VdM Plotting Inner Workings

This section will discuss everythin related to the inner workings of the plotting tools. It will go over the problem it tries to solve and how it solves it. Next, a deeper look at how all the moving parts are interconnected will be given. Finally, the section will end with a discussion on how the plotting tools should evolve in the future as well as provide the example promised in the Creating a new plugin section of the quickstart.

The Problem 

The creation of plots is a very common task in data analysis. However, every plotting script has to do a lot of work that is not directly related to the actual plotting. This includes things like:

Reading the data to memory: With the current results folder structure, parsing all the folders, reading the data and storing it in memory is a lot of work. This is especially true if the data is stored in multiple files.
Iterating over all the necessary data: Normally, one needs to iterate ovar some fits, corrections and detectors before even starting to plot. This is a lot of boilerplate code that is not directly related to the actual plotting. This, in turn, makes the code harder to read and understand and makes it more likely to contain bugs.
Code dupilication: Since the last 2 points are so common, it is very likely that the same code will be written over and over again. This is not only a waste of time, but also makes it harder to maintain the code and makes it more likely to contain bugs.

Overall, this makes the analysis of the results a lot harder than it should be

Components of the Solution 

Having understood the problem, we can now look at what a solution should look like. The solution should:

Remove boilerplate code: The solution should remove all the boilerplate code that is not directly related to the actual plotting. This includes reading the data to memory, iterating over the data and so on.
Centralize the plotting code: The solution should encourage the centralization of the plotting code. This means that the plotting code should be in one place and not spread out over multiple files.
Allow for high costumizability: The solution should allow for a high degree of costumizability. This means that the user should be able to change the plotting code to his/her liking without having to change the code of the solution itself.

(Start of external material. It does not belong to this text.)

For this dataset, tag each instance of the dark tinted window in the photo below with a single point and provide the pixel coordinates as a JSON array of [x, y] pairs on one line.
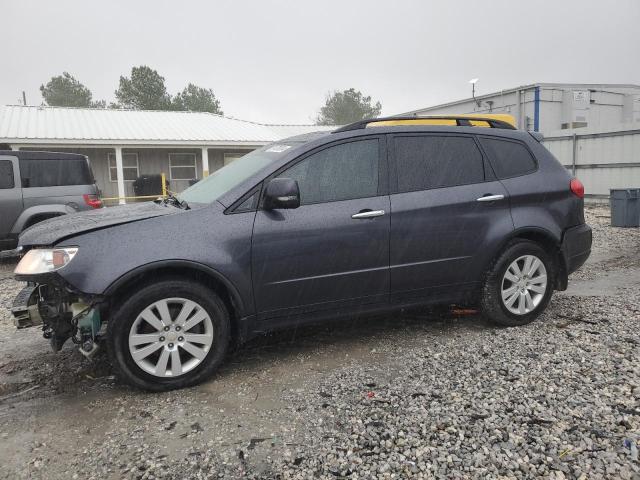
[[341, 172], [54, 173], [508, 159], [433, 161], [6, 174]]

This is exactly what the plotting tools do!

The Moving Parts 

The implemented solution consists of 3 main parts:

The Plotter: Soul driver of the VdM plotting framework. It takes care of all the boilerplate code that has to do with iterating over the data. This component is ignorant of the actual plotting code and data. Its job is simply to perform the necessary iterations and pass the data to the plotting strategy.
The Plotting Strategy: This component is responsible for the actual plotting. It is the only component that is aware of what the data is and how to plot it. This component indicates to the plotter how it should be used to arrive at the desired plot. This component is also responsible for providing the user with the necessary information to costumize the plot.
The Plot Context: The previous 2 components must be connected somehow. This is done by the plot context. This is a mere container that may be used to establih a communication between the plotter and the plotting strategy. It also serves the porpuse of providing the user an entry point to costumize the plot by providing the necessary via the plot context.

The Plotter 

In more detail, the plotter is responsible for:

Performing all the necessary iterations over the data: Since the plotter is unware of the actual data, it it must ask the plotting strategy for the iterators it should consider.
Allowing the plotting strategy to perform some actions at specific points in the iteration loops: Once again, the plotter only alloes for such actions to be performed. It is up to the strategy to decide whether it wants to perform any actions or not.
Updating the plot context with the current value of every iterator: This is done so that the plotting strategy can access these values and use them for the plot.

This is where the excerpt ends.